Sleep problems are much more common in children with ASDs than in those with other developmental disorders and normal children. According to the literature, the reported prevalence of sleep problems in children with ASD ranges from 40% to 80% (13). Another study showed that sleep problems were recognized as one of the most common concomitant clinical disorders in children with ASDs (14). Another study reported that 53% of children with ASD between the ages of 2 and 5 years had at least 1 common sleep problem. One of the most common sleep problems in children with ASD is poor sleep. Parents often report that these children experience challenges when it comes to initiating or maintaining sleep (15). Another characteristic of children with autism spectrum is that they resist going to bed (16). Also, one of the major challenges in this group of children is that they often wake up during the night or wake up early in the morning (17). Due to the high prevalence of sleep problems in children with ASD, effective treatment in these children is necessary because sleep disorders may aggravate the symptoms of autism (18).
In this regard, pharmacological therapy is the first treatment line for these disorders (19). However, using sleeping pills to prevent sleep problems has many side effects. Therefore, in recent years, non-pharmacological and complementary methods to solve this problem have been studied (20). On the other hand, today, many parents who have a sick child attempt to use supplementary medicine and complementary therapies (21). The use of complementary therapies in nursing care is developing in many medical and care centers as a low-risk, cost-effective, and easily applicable approach with limited side effects (22). Foot reflexology massage is recognized as one of the existing therapies in complementary medicine (23) and holds a significant place among complementary therapies in nursing (24). It can be effectively used alongside medical treatments (25). Foot reflexology massage involves applying pressure to specific reflex points on the feet, including the solar plexus, pineal gland, and others. The basis of reflexology massage is the stimulation of these points and the use of nerve pathways that are related to various organs, glands, and systems of the body (26). According to the Chinese people, massage improves life energy by releasing neurotransmitters and nerve hormones (serotonin and melatonin), leading to less fatigue and improved sleep (27).
2. Objectives
Given the negative impact of sleep disorders on the physical, mental, and overall quality of life of children with ASD, as well as the limited research on the effects of complementary therapies in this population, and considering the ease of use, safety, and acceptance of complementary interventions by families and patients, the aim of the present study was to investigate the effects of foot reflexology massage on the sleep habits of children with ASD aged between 6 and 12 years.
3. Methods
3.1. Study Design
This study is a randomized controlled clinical trial that was performed in 2018-2019. It was approved by the Ethics Committee of Mashhad University of Medical Sciences (code: IR.MUMS.NURSE.REC.1398.020).

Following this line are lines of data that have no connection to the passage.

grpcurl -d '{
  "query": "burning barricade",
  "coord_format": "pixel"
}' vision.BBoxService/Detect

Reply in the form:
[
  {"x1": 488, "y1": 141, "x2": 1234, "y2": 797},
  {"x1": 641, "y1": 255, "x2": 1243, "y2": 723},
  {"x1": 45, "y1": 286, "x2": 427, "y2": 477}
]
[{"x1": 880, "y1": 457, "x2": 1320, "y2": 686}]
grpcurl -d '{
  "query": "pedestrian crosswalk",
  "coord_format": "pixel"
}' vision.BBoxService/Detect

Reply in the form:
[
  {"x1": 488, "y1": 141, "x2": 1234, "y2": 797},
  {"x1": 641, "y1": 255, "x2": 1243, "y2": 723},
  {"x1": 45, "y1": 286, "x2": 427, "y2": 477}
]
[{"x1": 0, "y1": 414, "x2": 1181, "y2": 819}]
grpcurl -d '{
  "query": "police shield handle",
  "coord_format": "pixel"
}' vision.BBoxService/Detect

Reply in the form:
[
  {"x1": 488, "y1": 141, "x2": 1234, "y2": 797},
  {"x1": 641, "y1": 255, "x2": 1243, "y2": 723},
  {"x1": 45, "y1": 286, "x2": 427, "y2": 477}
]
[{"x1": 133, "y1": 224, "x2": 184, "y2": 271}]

Also, it was registered in the Iranian Registry of Clinical Trials (code: IRCT20190624043999N1).
3.2. Study Sample
There are 10 autism centers for children, including Ruyesh, Navid Zendegi, Armaghan Noor, Takapoo, Ava, Kavosh, Noor Hedayat, Raha, Tabassom, and Mehr Kazem in Mashhad. Of these 10 centers, 3 centers of Ruyesh, Takapoo, and Kavosh were selected for the research setting by the simple random method. Considering that the dependent variable in this study (the score of sleep habit dimensions of children with ASD) was quantitative, the researcher used a formula to estimate the sample size based on the comparison of the mean and SD of the dependent variable in the 2 populations. Based on the findings of Rezaei and Alijani Ranani et al., the sample size for this study was determined to be 3 individuals (28, 29). Also, based on the findings of a pilot study on 10 children, a sample size of 28 people was determined. In calculating the minimum sample size, 95% CI, 80% test power, and 10% drop-out rate were considered. Finally, to increase the confidence in the research findings, the researcher performed a study and analyzed the data on 60 children (30 people in each group) (Figure 1).
3.3. Sampling
After approving the research design and obtaining a referral letter from Mashhad University of Medical Sciences, the researcher referred to the Welfare Organization and, after obtaining an agreement, referred to the autism centers that were affiliated with the Welfare Organization. To determine the sample size from each center, the researcher divided the sample size (n = 60) by the total population of children with ASD (n = 105). This calculation resulted in a fixed number of 0.57, known as the "sample size ratio." To obtain the sample size from each center, the researcher multiplied this ratio by the population of children with ASD in each respective center. Then, by having access to the list of children with ASD separately in each center, the initial sampling was done using the random number table. Finally, the children selected using a simple random method were divided into intervention and control groups.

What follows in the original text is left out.